FROM GO CEDAR RAPIDS

CEDAR RAPIDS, IA — An interactive, fun night ride, free expo, raffle and a three-hour endurance ride on a 3.75-mile course are all part of the GO CR Fat Sac & Fox Enduro Ride set for December 9-10.

GO Cedar Rapids along with the Cedar Rapids Parks Department and Linn Area Mountain Bike Association (LAMBA) are coming together to host the largest Fat Bike event in the Cedar Rapids Area.

The event kicks off Friday, December 9th with registration and an interactive on trail/off trail night ride that begins at 7 p.m., taking riders on trails and pathways that are not part of the normal bike trail system. Along the way riders will make pit stops at several Cedar Rapids locations for food, drink and surprises. Friday’s ride ends with a celebration at the SAG Wagon Deli & Brew.

Saturday’s events begin at the Indian Creek Nature Center with a free expo for riders, fans, and the public starts that at 10 a.m. The expo will include panel discussions, Fat Bike demonstrations, and a fun family area with bike related games and activities along with a Fat Santa Kids ride.

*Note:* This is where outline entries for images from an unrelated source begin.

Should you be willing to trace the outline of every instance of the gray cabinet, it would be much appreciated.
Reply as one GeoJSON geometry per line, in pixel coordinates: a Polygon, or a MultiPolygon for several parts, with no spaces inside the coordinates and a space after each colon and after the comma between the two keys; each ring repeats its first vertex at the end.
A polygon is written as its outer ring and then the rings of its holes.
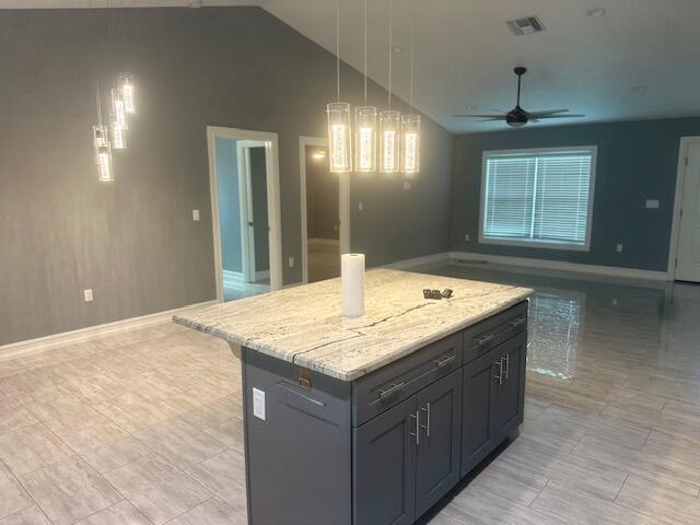
{"type": "Polygon", "coordinates": [[[420,443],[416,459],[416,517],[459,481],[462,374],[455,372],[417,394],[420,443]]]}
{"type": "Polygon", "coordinates": [[[463,369],[462,378],[462,476],[495,447],[498,359],[487,353],[463,369]]]}
{"type": "Polygon", "coordinates": [[[354,523],[411,524],[459,481],[454,372],[354,430],[354,523]]]}
{"type": "Polygon", "coordinates": [[[413,523],[416,412],[413,396],[354,429],[355,525],[413,523]]]}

A raffle for a 2017 Specialized Fatboy SE Fat Bike (MSRP $1400) will also be part of the event. Attendees will be able to stay for lunch with multiple onsite food vendors then cheer for the riders of the GO CR Fat Sac & Fox Enduro Ride which begins at Noon.

The enduro ride will take place on a 3.75-mile course using parts of the Sac & Fox Trail. Individual and team riders will ride as many laps as possible in the three hour race.  Winners will be awarded in both individual and team categories. Awards and celebration will take place Saturday night at Broken Spoke, Cedar Rapids.

Updated information, tickets, merchandise and raffle tickets along with host hotel information and rates are all available through the event website: GOCRFatBike.com.